What’s the UK weather forecast, will it snow this week and how cold does it have to be to snow?

Temperatures are expected to drop below zero in some areas and thunderous rain storms are also forecast. Here's the latest info on whether the snow is heading in your direction.

What's the latest weather forecast?

The Met Office is warning that temperatures could plunge to -5C in some regions – followed by 60mph storms, snow dumps and washouts.

As temperatures fall next week, bookies have slashed the odds on every city in Britain seeing snow on Christmas Day.

Aberdeen is the most likely to see a White Christmas at 6/5 while London’s chances have been cut from 5/1 to 9/2.

Alex Apati, from Ladbrokes, said: “Weather-watching punters may be dreaming of a White Christmas, but the latest odds are suggesting they’ll be waking up to one and cashing in!”

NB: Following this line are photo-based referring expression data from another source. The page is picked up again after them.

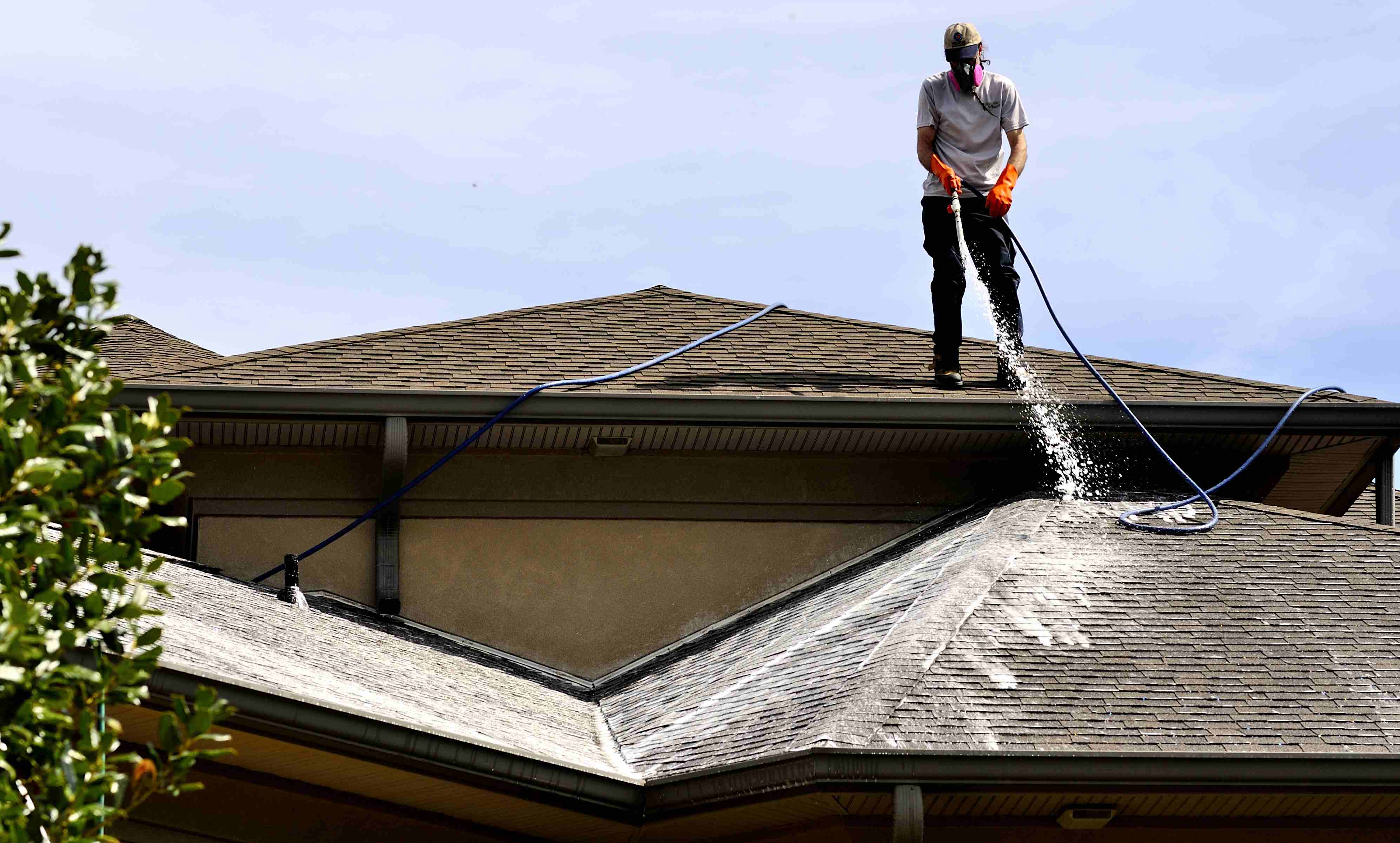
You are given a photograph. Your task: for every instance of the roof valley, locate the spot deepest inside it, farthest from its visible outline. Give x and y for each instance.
(905, 655)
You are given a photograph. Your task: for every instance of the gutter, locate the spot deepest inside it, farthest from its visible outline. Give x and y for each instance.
(1360, 418)
(993, 771)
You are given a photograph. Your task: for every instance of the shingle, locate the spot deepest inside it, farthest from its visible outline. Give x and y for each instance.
(348, 659)
(786, 353)
(1029, 625)
(135, 346)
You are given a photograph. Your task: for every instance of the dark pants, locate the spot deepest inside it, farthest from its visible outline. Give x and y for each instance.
(995, 257)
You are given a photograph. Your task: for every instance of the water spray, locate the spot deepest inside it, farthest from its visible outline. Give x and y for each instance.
(1130, 518)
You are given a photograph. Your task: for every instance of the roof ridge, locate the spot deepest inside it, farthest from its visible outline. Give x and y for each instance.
(1307, 516)
(810, 314)
(411, 331)
(1136, 364)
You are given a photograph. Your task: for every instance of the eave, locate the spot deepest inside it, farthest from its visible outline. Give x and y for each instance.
(637, 803)
(961, 414)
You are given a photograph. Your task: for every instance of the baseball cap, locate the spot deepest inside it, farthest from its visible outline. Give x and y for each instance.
(961, 35)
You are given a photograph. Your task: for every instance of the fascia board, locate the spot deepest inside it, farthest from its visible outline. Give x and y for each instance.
(1363, 418)
(864, 769)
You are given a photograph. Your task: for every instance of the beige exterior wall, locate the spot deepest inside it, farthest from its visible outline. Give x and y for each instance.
(590, 596)
(577, 562)
(247, 547)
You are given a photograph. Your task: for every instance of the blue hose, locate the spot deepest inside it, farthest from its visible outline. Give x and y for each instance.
(1128, 518)
(518, 401)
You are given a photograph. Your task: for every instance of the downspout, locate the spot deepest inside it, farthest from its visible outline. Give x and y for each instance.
(387, 521)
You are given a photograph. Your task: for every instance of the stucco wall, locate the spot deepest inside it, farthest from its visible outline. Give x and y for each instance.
(583, 563)
(589, 596)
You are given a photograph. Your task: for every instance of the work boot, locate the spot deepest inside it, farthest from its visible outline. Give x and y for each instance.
(947, 372)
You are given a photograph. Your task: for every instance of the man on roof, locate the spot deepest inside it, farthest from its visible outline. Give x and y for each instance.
(962, 114)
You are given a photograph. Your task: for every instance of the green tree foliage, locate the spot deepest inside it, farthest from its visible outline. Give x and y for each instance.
(79, 487)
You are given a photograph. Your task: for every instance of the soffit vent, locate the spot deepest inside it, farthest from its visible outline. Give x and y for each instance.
(1087, 817)
(610, 446)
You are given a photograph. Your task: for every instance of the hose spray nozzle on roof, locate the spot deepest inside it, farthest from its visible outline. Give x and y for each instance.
(292, 583)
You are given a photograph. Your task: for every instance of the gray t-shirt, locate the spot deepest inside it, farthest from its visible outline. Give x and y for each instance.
(968, 138)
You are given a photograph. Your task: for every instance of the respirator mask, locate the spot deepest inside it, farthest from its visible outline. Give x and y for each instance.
(967, 68)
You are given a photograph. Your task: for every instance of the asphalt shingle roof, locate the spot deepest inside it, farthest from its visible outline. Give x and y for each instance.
(1042, 625)
(1032, 625)
(1364, 509)
(135, 348)
(351, 660)
(786, 353)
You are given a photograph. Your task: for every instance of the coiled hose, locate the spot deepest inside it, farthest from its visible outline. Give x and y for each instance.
(1129, 518)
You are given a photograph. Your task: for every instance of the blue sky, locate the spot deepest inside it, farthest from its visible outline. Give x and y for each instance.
(1210, 185)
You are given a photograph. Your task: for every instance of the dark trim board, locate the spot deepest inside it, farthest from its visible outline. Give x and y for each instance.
(1331, 418)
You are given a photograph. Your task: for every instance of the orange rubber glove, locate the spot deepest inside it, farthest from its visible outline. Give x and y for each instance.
(999, 199)
(946, 175)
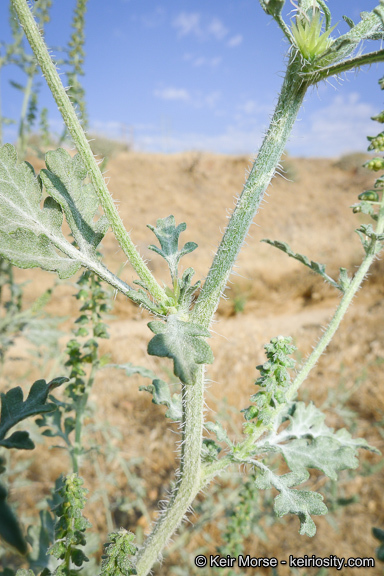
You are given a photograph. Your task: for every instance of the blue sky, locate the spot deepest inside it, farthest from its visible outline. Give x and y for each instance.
(190, 74)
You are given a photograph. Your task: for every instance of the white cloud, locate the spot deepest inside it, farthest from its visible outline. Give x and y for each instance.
(171, 93)
(235, 41)
(340, 127)
(217, 29)
(199, 61)
(154, 18)
(188, 23)
(249, 107)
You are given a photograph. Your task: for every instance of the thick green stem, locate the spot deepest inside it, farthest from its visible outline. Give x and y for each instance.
(72, 122)
(188, 484)
(21, 139)
(341, 309)
(290, 100)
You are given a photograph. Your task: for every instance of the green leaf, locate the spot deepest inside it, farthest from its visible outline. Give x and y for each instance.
(63, 180)
(314, 266)
(168, 236)
(162, 395)
(27, 233)
(303, 503)
(14, 410)
(324, 453)
(219, 431)
(10, 530)
(349, 21)
(181, 341)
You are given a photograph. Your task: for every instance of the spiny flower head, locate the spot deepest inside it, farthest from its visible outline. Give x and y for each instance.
(308, 37)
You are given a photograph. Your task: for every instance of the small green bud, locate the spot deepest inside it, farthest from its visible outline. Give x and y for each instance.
(377, 142)
(369, 196)
(379, 117)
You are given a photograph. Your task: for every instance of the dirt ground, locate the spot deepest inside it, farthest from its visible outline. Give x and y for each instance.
(269, 294)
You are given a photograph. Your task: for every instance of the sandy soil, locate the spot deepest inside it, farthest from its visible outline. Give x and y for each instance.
(279, 296)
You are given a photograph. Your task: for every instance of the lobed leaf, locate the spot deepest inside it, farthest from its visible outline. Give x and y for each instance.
(181, 341)
(168, 236)
(303, 503)
(63, 180)
(27, 231)
(14, 409)
(162, 396)
(309, 443)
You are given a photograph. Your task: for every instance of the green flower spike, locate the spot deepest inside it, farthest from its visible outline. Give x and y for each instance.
(308, 37)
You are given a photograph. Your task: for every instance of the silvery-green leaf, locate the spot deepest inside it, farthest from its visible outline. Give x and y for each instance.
(181, 341)
(218, 429)
(314, 266)
(64, 181)
(324, 453)
(162, 396)
(168, 236)
(309, 443)
(131, 369)
(26, 230)
(303, 503)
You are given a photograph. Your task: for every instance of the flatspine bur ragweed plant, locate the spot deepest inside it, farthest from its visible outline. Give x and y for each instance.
(276, 424)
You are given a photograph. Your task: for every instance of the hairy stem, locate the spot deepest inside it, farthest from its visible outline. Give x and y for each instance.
(341, 309)
(72, 122)
(21, 144)
(264, 167)
(188, 484)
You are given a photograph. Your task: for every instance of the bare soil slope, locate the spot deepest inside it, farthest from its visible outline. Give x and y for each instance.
(270, 294)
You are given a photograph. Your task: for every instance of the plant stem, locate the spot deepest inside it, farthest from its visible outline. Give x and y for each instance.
(21, 139)
(72, 122)
(188, 484)
(264, 167)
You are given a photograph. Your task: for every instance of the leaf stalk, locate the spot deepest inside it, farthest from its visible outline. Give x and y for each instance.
(79, 138)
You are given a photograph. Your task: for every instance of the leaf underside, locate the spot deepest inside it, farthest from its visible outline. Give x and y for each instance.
(181, 341)
(30, 236)
(307, 442)
(14, 409)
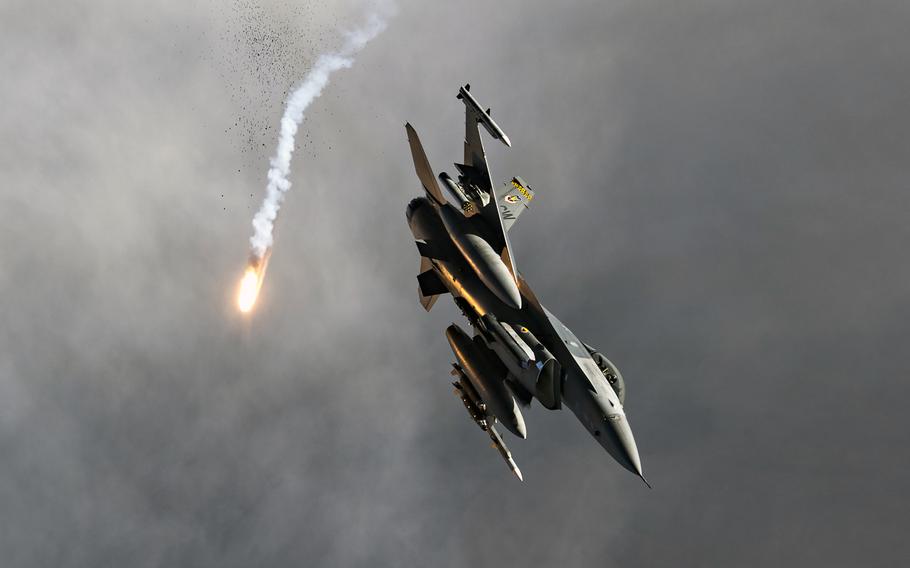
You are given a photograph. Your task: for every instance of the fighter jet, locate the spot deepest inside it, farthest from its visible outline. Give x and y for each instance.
(517, 350)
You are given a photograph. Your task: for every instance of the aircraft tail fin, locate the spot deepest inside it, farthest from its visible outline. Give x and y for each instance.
(422, 166)
(514, 197)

But weatherman Derek Brockway urged caution saying the "milder air from the Atlantic will keep temperatures around or just above average".

He said: "It is still far too early to say for certain what weather we will have on Christmas Day. Even in some of the mild Decembers of the past few decades, short-lived cold spells did crop up and even produced short spells of snow."

Meteorologists say a "battleground scenario" of wet and wintry weather will play out over the next few weeks with snowfall coming and going until Christmas day.

The predictions give hope to Brits dreaming of a White Christmas this year.


Aberdeen – 6/5 (was 5/4)
Edinburgh – 6/4 (was 2/1)
Glasgow – 6/4 (was 2/1)
Newcastle – 9/4 (was 5/2)
Belfast – 3/1 (was 4/1)
Liverpool – 7/2 (was 4/1)
Manchester – 7/2 (was 4/1)
Birmingham – 4/1 (was 5/1)
Bristol – 9/2 (was 5/1)
Cardiff – 9/2 (was 5/1)
Dublin – 9/2 (was 5/1)
Leeds – 9/2 (was 5/1)
London – 9/2 (was 5/1)

(Ladbrokes latest betting)

How cold does it have to be to snow?

According to the Met Office, precipitation falls as snow when the air temperature is below 2C.

It is a myth that it needs to be below zero to snow.

In fact, in Britain, the heaviest snowfalls tend to occur when the air temperature is between zero and 2C. The falling snow does begin to melt as soon as temperatures rise above freezing, but as the melting process begins, the air around the snowflake is cooled.

Snowfall can be defined as slight, moderate or heavy. When combined with strong winds, a snowfall can create blizzards and drifts.

If the temperature is warmer than 2C then the snowflake will melt and fall as sleet rather than snow, and if it's warmer still, it will be rain.

What are the coldest UK winters on record?

Modern winters are nothing in comparison to those of the so-called “little ice-age” which lasted from 1350 until 1850.

These arctic winters resulted in the River Thames becoming frozen solid for months on end.

The worst UK winter on record was dubbed the "Great Frost", way back in 1683-84.

The Thames was covered in 11 inches of thick ice resulting in the famous Frost Fair — a festival held on the frozen river involving ice-skating, gambling and bear-baiting.

The winter of 1739-40 is one of the worst on record with a severe frost, which saw temperatures plummet to -9C, starting on Christmas Day and lasting until February 17.

The only time the River Thames has frozen in modern times was in the so-called “Big Freeze” of 1963 which saw the country covered in a thick blanket of snow.

Sheffield was one of the worst hit with four feet of the white stuff.

Another modern "snowmaggeddon" occurred during December 1978 and the early months of 1979.

Against a backdrop of political instability in the UK, the winter was the worst since 1963.

A bitterly cold wind smashed the country at the end of November 1978 bringing blizzards and snow showers.

The worst winter of the new century was in December 2010 which broke national records and covered Britain in ice and snow.

Once again dubbed the “Big Freeze”, the average temperature for the month, which was -1C, was the coldest for 100 years, the Met Office confirmed.